The horizon for ending vertical transmission and new HIV infections in children continues to expand, with test and treatment recommendations for all women of childbearing age, renewed attention to primary prevention of HIV acquisition among adolescent girls and young women, and focus on care for the HIV+ woman for her own treatment throughout her lifespan. Particular attention must be given to adolescent girls and young women, as social, cultural, and economic factors can each contribute to increasing vulnerability to acquiring HIV, as well as poorer health outcomes for vertical transmission, retention in care, and adherence to ART among HIV+ women in this age group.
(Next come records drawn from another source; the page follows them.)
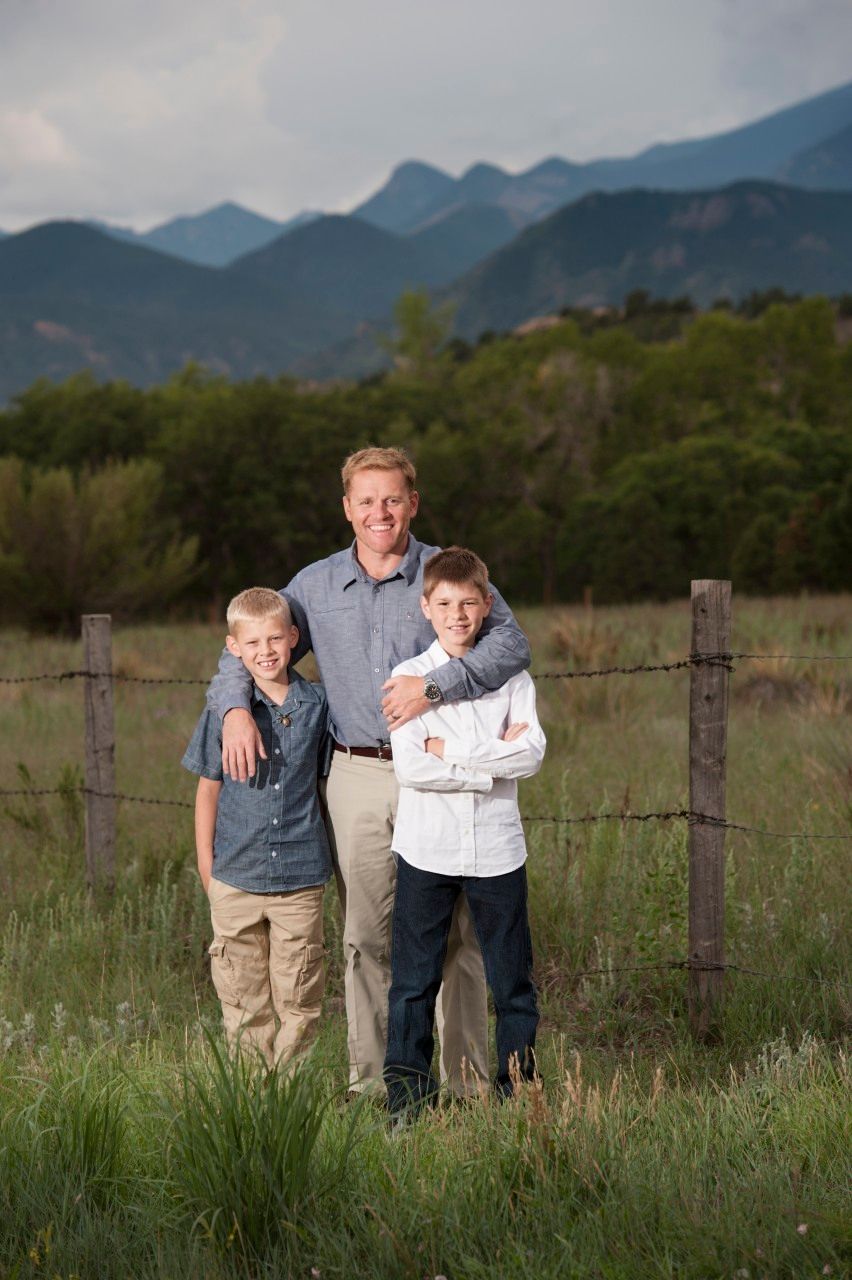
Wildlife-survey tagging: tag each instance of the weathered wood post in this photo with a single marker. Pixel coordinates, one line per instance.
(708, 758)
(100, 752)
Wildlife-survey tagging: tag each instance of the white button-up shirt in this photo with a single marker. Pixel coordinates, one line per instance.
(459, 816)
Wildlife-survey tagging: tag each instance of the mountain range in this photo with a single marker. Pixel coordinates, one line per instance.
(308, 296)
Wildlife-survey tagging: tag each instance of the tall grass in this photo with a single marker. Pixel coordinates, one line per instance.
(131, 1144)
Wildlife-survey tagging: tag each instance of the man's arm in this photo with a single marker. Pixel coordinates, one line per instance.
(500, 653)
(229, 696)
(206, 807)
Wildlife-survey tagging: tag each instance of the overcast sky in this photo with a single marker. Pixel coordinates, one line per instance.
(136, 110)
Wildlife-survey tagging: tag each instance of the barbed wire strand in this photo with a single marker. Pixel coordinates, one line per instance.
(705, 967)
(706, 659)
(690, 816)
(695, 965)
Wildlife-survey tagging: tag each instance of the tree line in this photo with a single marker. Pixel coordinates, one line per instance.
(587, 455)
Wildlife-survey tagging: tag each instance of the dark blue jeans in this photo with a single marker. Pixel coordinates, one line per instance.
(422, 914)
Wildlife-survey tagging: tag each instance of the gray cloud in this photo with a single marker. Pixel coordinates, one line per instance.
(138, 110)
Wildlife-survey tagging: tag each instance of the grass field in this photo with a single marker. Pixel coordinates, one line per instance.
(129, 1147)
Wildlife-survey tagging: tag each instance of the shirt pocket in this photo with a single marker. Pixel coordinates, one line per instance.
(334, 632)
(413, 631)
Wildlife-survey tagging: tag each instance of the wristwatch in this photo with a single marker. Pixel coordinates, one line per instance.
(431, 690)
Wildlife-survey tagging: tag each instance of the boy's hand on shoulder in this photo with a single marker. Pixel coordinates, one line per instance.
(241, 745)
(403, 700)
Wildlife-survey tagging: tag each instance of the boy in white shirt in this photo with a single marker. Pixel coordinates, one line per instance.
(458, 831)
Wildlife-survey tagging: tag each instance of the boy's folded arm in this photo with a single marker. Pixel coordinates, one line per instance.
(518, 758)
(418, 768)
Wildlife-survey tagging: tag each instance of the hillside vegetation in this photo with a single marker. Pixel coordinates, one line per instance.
(577, 457)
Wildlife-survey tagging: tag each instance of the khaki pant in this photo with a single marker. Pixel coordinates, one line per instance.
(362, 798)
(266, 960)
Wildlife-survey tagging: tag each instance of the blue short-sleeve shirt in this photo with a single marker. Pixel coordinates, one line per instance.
(270, 835)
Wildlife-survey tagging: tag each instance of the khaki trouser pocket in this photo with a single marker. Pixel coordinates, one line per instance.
(311, 982)
(223, 972)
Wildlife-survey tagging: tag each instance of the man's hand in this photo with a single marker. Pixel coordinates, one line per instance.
(241, 745)
(404, 699)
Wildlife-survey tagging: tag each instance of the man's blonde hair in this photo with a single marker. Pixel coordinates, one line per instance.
(375, 458)
(457, 566)
(256, 604)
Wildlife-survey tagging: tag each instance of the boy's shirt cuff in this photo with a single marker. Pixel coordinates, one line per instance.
(201, 768)
(456, 752)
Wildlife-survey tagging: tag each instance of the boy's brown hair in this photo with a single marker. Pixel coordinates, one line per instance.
(375, 458)
(256, 604)
(456, 565)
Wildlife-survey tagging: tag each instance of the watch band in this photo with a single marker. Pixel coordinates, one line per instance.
(431, 690)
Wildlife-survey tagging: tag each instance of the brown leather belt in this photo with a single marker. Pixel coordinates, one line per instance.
(372, 753)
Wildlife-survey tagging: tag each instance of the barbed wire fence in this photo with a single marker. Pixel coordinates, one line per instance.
(710, 663)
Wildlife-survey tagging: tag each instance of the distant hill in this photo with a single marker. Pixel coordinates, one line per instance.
(708, 245)
(827, 167)
(213, 238)
(788, 145)
(72, 297)
(342, 264)
(457, 240)
(315, 300)
(412, 192)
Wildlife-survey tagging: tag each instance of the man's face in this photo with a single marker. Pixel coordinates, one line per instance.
(265, 648)
(380, 507)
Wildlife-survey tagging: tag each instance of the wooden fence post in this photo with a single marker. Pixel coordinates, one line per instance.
(708, 757)
(100, 752)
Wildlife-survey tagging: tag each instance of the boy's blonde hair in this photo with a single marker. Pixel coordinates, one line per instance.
(456, 565)
(256, 604)
(375, 458)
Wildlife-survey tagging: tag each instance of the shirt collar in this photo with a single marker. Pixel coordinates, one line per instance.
(352, 571)
(293, 695)
(438, 653)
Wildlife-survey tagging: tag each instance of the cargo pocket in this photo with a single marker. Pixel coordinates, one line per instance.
(221, 972)
(311, 983)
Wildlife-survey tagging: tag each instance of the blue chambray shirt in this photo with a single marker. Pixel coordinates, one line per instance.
(361, 629)
(270, 835)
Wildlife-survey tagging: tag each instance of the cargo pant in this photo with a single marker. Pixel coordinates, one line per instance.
(361, 798)
(266, 964)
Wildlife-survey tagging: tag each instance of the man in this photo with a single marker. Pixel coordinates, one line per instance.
(360, 612)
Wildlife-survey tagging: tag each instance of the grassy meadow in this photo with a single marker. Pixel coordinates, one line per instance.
(131, 1147)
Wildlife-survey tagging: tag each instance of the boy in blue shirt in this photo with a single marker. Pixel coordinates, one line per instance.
(262, 849)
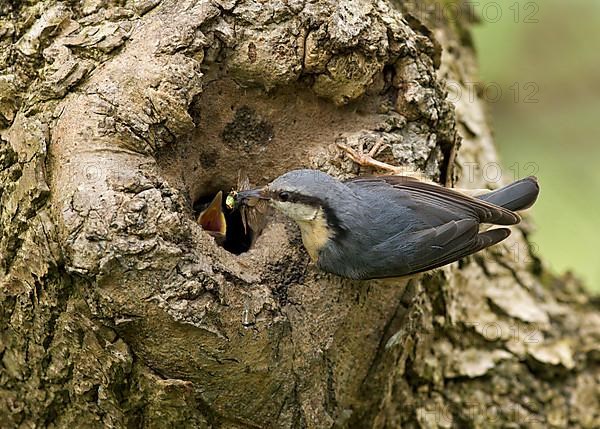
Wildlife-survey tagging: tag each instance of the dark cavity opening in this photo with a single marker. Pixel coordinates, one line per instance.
(236, 240)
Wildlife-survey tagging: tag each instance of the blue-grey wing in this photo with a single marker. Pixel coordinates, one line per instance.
(433, 203)
(433, 247)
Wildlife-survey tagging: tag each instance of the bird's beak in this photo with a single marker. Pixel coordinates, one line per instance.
(249, 197)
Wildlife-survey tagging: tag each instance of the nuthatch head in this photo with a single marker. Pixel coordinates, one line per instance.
(390, 226)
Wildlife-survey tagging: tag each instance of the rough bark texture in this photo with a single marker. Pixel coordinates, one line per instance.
(117, 310)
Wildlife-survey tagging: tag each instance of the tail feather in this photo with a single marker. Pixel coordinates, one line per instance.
(519, 195)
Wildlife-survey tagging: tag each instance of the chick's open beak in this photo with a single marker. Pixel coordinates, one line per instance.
(251, 197)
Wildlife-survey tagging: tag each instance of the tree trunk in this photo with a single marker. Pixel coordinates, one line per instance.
(117, 310)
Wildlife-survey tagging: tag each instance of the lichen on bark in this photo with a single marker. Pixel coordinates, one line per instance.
(119, 311)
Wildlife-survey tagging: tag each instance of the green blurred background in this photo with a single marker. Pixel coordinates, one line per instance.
(545, 57)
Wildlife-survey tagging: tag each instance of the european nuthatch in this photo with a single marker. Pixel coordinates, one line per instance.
(390, 226)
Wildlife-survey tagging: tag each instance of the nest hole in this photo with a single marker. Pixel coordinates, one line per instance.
(237, 239)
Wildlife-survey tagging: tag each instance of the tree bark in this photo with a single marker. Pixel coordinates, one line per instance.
(117, 310)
Improved linkages that follow women and their children and retain them in appropriate services and care are critical to protecting positive health outcomes, with particular attention to the barriers of stigma and poverty that may be deterrents to access. Proactive planning for community-level supportive services should be considered. Innovations in point-of-care diagnostics for early infant diagnosis hold promise for ensuring timely identification of HIV+ children for immediate treatment. They also serve as an indicator that gaps in the care cascade for HIV positive pregnant women and breastfeeding mothers may exist. Ongoing investment in implementation science is needed to continually improve practice and the related health outcomes as service delivery models evolve and advances in science and technologies are translated into practice.

It is critical that we also invest in providers by offering supportive supervision after training, and nurturing good judgment and confidence as questions arise in patient care. In addition, respectful of the systems of care already in place, we must give providers and district health officials the tools they need to capture and use health information to identify problems and gaps in services and implement a corrective response, which will improve overall health.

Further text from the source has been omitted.